The Impact of Variable Inlet Mixture Stratification on Flame Topology and Emissions Performance of a Premixer/Swirl Burner Configuration

Laboratory of Applied Thermodynamics, Department of Mechanical and Aeronautical Engineering, University of Patras, 26500 Patras, Greece

Received 4 July 2012; Accepted 30 August 2012

Academic Editor: Constantine D. Rakopoulos

Copyright © 2012 P. Koutmos et al. This is an open access article distributed under the Creative Commons Attribution License, which permits unrestricted use, distribution, and reproduction in any medium, provided the original work is properly cited.
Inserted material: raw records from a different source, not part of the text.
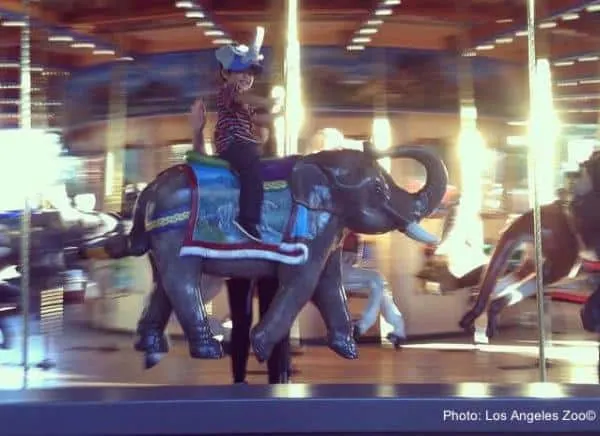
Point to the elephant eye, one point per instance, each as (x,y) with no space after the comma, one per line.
(381,188)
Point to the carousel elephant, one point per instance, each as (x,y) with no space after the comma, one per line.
(313,200)
(569,231)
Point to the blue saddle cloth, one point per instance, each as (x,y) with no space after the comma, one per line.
(285,226)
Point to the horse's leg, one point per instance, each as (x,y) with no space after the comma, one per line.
(330,299)
(181,280)
(239,293)
(279,364)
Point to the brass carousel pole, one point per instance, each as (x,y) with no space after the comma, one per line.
(535,129)
(116,133)
(25,125)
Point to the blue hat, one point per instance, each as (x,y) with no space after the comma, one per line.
(239,58)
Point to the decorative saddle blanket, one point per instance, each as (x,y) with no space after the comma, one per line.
(285,226)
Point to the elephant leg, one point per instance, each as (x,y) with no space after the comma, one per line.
(296,287)
(361,280)
(239,294)
(151,337)
(330,299)
(181,279)
(278,365)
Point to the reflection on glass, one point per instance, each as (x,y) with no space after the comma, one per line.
(292,391)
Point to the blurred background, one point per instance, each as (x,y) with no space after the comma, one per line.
(109,90)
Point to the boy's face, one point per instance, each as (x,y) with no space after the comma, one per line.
(244,79)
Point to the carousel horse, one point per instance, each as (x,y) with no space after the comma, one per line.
(357,280)
(570,232)
(184,219)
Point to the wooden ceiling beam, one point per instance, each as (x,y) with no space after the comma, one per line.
(485,34)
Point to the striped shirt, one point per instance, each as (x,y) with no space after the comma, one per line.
(234,120)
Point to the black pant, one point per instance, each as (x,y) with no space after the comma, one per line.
(239,292)
(244,159)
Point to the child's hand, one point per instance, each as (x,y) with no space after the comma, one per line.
(198,115)
(277,104)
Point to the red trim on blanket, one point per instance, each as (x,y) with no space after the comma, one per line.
(189,236)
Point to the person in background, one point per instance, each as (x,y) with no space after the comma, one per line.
(357,280)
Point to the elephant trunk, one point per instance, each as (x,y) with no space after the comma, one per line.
(429,197)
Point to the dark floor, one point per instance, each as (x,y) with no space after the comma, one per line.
(91,358)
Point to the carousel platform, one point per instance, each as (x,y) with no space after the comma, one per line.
(300,409)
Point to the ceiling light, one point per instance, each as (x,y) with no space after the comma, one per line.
(564,63)
(588,58)
(60,38)
(569,17)
(83,45)
(13,23)
(368,31)
(194,14)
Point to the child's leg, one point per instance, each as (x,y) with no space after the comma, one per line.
(245,160)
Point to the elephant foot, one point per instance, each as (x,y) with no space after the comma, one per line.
(202,344)
(343,345)
(467,322)
(260,345)
(492,326)
(152,359)
(396,340)
(154,345)
(152,342)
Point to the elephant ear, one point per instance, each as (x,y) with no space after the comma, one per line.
(311,188)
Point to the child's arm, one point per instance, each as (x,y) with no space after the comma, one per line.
(256,101)
(263,119)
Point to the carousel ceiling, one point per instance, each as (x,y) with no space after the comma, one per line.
(74,33)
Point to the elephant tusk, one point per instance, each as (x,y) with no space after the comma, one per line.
(418,233)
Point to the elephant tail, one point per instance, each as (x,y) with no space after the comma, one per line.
(139,240)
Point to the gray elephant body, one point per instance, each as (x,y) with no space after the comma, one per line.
(350,191)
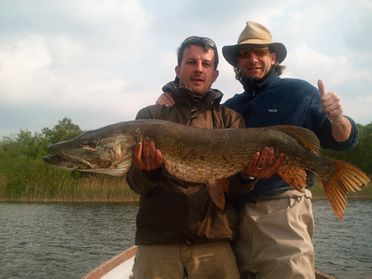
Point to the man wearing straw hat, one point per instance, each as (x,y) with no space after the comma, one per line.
(276,225)
(276,222)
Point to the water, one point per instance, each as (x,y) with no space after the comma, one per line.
(52,241)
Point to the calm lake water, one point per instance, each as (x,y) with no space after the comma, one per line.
(68,240)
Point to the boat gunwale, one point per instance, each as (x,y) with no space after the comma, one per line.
(111,264)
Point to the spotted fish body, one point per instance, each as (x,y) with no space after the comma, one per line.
(209,155)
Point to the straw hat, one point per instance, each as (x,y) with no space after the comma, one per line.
(254,34)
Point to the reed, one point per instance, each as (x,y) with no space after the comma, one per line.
(34,181)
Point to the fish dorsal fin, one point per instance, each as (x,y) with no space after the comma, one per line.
(305,137)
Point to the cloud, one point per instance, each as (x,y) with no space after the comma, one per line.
(100,61)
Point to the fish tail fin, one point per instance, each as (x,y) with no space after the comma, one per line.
(217,190)
(294,176)
(345,179)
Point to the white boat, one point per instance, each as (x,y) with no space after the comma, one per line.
(120,267)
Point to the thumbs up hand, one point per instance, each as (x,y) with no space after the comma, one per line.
(331,104)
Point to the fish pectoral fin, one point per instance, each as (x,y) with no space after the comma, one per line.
(217,190)
(294,176)
(344,180)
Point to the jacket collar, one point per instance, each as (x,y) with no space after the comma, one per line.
(254,87)
(186,97)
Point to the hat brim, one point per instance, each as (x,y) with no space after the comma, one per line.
(231,53)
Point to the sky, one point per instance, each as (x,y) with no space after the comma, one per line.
(98,62)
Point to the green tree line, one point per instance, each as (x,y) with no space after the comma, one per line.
(24,176)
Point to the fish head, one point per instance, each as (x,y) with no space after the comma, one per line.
(107,153)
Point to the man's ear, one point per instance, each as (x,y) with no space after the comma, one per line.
(273,58)
(177,70)
(216,75)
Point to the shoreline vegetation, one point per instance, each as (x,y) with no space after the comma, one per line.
(25,177)
(38,182)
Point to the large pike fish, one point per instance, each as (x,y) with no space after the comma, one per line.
(210,155)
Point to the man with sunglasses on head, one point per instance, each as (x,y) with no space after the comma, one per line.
(180,231)
(276,222)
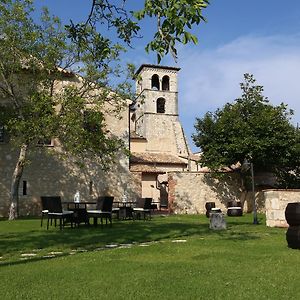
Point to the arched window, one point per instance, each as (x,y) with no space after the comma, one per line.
(155,82)
(166,83)
(160,105)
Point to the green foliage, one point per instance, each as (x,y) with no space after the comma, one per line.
(174,20)
(249,128)
(34,59)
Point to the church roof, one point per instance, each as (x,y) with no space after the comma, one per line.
(155,158)
(156,67)
(134,135)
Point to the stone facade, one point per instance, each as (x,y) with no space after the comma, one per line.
(46,174)
(189,191)
(275,204)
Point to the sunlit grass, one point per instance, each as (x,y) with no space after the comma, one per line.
(175,257)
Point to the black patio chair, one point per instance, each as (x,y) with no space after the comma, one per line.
(143,207)
(55,212)
(45,207)
(103,210)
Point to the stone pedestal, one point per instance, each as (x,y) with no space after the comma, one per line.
(217,221)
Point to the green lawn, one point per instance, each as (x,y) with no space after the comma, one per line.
(174,257)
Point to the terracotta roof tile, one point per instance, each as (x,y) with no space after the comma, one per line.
(152,158)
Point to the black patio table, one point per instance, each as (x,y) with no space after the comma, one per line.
(125,209)
(80,211)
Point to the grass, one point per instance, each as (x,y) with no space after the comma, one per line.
(174,257)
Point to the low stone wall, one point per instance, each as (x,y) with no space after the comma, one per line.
(189,191)
(276,202)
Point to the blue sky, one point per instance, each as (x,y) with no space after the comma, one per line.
(261,37)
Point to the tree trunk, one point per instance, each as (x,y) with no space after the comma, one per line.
(15,183)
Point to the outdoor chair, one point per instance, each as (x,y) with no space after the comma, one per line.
(45,207)
(103,210)
(55,212)
(143,207)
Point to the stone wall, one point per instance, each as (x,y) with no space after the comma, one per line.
(189,191)
(46,174)
(275,203)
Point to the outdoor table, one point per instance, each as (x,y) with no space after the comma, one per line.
(125,209)
(79,211)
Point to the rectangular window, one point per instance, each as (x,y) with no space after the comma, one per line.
(44,142)
(91,188)
(24,188)
(1,133)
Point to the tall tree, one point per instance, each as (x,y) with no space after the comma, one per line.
(249,128)
(36,57)
(40,95)
(174,21)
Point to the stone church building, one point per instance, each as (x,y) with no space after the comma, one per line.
(160,164)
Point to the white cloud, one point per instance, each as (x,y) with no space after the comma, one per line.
(208,79)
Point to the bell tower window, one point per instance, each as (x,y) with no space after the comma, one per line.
(166,83)
(160,105)
(155,82)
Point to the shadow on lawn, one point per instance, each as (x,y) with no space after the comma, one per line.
(90,238)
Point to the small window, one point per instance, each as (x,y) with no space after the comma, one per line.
(24,188)
(92,120)
(155,82)
(166,83)
(44,142)
(160,105)
(1,133)
(91,188)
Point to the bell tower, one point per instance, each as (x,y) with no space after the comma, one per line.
(156,110)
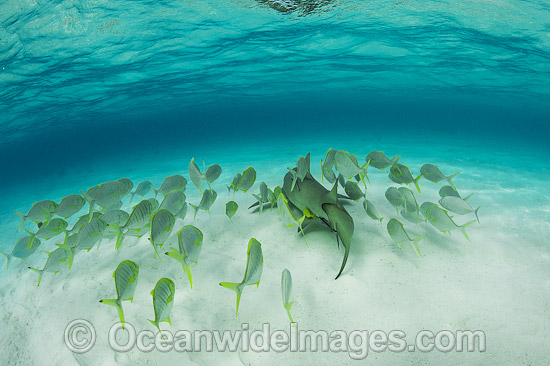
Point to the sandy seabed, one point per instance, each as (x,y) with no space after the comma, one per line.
(498,283)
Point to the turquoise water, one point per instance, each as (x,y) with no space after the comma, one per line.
(98,90)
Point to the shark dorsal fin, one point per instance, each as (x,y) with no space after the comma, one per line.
(333,195)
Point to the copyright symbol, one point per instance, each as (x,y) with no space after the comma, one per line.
(80,336)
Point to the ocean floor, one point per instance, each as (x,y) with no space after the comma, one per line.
(498,283)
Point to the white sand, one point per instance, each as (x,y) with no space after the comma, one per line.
(499,282)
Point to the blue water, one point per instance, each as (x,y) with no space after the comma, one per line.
(91,91)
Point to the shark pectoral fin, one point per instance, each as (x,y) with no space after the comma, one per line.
(8,257)
(235,287)
(414,244)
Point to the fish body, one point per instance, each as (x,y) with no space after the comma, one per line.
(399,236)
(458,206)
(353,191)
(207,200)
(395,197)
(173,202)
(253,271)
(51,229)
(90,234)
(231,208)
(138,219)
(173,183)
(342,223)
(371,210)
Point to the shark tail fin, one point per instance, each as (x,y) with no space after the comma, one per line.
(40,272)
(235,287)
(196,209)
(416,183)
(395,159)
(8,257)
(33,235)
(156,324)
(476,213)
(344,261)
(117,305)
(414,243)
(450,178)
(187,269)
(287,308)
(23,219)
(463,228)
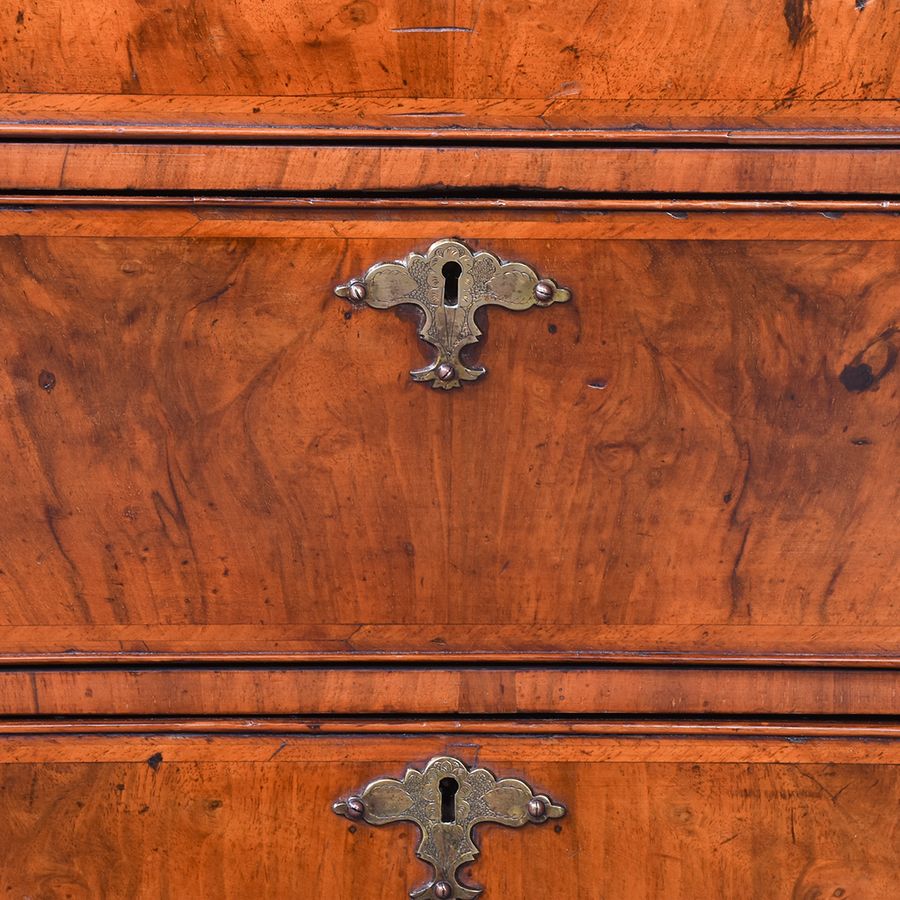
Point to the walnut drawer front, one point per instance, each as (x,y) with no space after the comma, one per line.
(225,816)
(217,457)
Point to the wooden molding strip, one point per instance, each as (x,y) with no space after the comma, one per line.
(364,167)
(440,693)
(396,751)
(664,727)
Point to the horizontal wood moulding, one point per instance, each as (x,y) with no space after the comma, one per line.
(233,817)
(443,692)
(407,220)
(797,729)
(314,168)
(756,64)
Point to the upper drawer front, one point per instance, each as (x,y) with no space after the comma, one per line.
(697,454)
(519,65)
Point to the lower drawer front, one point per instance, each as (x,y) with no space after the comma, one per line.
(240,816)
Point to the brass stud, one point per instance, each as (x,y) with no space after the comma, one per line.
(356,809)
(544,291)
(537,809)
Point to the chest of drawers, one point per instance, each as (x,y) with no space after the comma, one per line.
(449,416)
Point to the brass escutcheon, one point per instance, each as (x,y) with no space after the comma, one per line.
(447,800)
(450,284)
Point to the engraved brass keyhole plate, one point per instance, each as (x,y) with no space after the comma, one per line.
(450,283)
(447,800)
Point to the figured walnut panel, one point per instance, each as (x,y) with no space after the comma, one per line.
(686,456)
(238,817)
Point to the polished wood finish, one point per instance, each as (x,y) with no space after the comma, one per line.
(797,729)
(649,563)
(446,692)
(327,167)
(234,817)
(209,438)
(428,66)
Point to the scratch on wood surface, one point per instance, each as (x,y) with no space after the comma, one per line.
(432,29)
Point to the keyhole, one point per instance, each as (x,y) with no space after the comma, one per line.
(451,272)
(448,788)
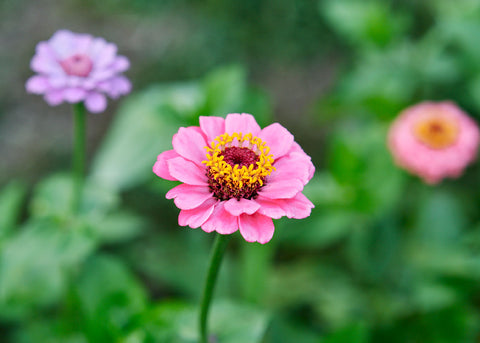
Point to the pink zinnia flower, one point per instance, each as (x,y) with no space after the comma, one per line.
(236,176)
(434,140)
(75,67)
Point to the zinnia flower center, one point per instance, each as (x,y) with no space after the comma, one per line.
(237,166)
(437,132)
(77,65)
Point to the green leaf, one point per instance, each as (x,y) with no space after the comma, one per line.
(229,322)
(225,90)
(144,127)
(109,294)
(11,200)
(52,198)
(353,333)
(364,22)
(35,263)
(118,227)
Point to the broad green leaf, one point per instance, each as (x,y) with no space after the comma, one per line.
(11,200)
(35,263)
(173,322)
(353,333)
(143,128)
(107,293)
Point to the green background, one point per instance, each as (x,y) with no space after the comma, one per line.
(382,258)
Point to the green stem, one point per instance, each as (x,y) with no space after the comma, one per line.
(78,162)
(215,261)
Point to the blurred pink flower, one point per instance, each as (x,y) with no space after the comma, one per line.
(434,140)
(75,67)
(236,176)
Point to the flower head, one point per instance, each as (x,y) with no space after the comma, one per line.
(236,176)
(75,67)
(434,140)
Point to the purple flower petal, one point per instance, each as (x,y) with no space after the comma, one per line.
(37,84)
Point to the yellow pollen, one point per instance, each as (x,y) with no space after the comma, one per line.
(436,132)
(238,178)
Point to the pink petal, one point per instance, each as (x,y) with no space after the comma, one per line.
(187,197)
(256,228)
(37,84)
(282,189)
(221,221)
(74,95)
(298,207)
(244,123)
(105,56)
(96,48)
(278,139)
(187,172)
(212,127)
(54,97)
(161,168)
(120,64)
(45,65)
(95,102)
(58,81)
(115,86)
(63,43)
(295,166)
(237,207)
(189,143)
(272,208)
(197,216)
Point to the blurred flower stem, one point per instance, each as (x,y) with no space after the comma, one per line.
(78,162)
(214,265)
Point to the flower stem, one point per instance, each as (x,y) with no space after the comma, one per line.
(78,162)
(215,261)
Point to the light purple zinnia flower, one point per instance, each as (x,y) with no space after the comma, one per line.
(75,67)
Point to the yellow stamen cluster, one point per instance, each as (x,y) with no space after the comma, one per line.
(229,180)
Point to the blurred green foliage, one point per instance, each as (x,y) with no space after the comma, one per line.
(382,258)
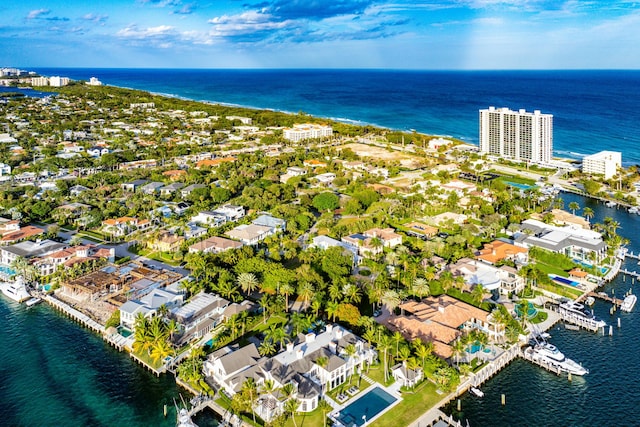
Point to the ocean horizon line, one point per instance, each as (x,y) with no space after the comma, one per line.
(429,70)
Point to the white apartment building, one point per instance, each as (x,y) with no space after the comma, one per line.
(40,81)
(517,135)
(5,169)
(603,163)
(300,132)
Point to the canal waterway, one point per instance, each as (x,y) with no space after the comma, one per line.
(608,395)
(54,372)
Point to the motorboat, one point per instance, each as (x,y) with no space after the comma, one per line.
(184,420)
(549,354)
(16,290)
(476,392)
(578,311)
(628,303)
(33,301)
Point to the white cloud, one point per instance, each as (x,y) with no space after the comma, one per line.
(132,32)
(37,13)
(245,23)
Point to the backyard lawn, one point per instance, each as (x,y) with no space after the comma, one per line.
(412,405)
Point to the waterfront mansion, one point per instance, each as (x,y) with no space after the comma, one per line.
(570,240)
(313,364)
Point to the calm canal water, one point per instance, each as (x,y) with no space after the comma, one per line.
(607,396)
(54,372)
The work presents the assessment of a low emissions premixer/swirl burner configuration utilizing lean stratified fuel preparation. An axisymmetric, single- or double-cavity premixer, formed along one, two, or three concentric disks promotes propane-air premixing and supplies the combustion zone at the afterbody disk recirculation with a radial equivalence ratio gradient. The burner assemblies are operated with a swirl co-flow to study the interaction of the recirculating stratified flame with the surrounding swirl. A number of lean and ultra-lean flames operated either with a plane disk stabilizer or with one or two premixing cavity arrangements were evaluated over a range of inlet mixture conditions. The influence of the variation of the imposed swirl was studied for constant fuel injections. Measurements of turbulent velocities, temperatures, OH* chemiluminescence and gas analysis provided information on the performance of each burner set up. Comparisons with Large Eddy Simulations, performed with an 11-step global chemistry, illustrated the flame front interaction with the vortex formation region under the influence of the variable inlet mixture stratifications. The combined effort contributed to the identification of optimum configurations in terms of fuel consumption and pollutants emissions and to the delineation of important controlling parameters and limiting fuel-air mixing conditions.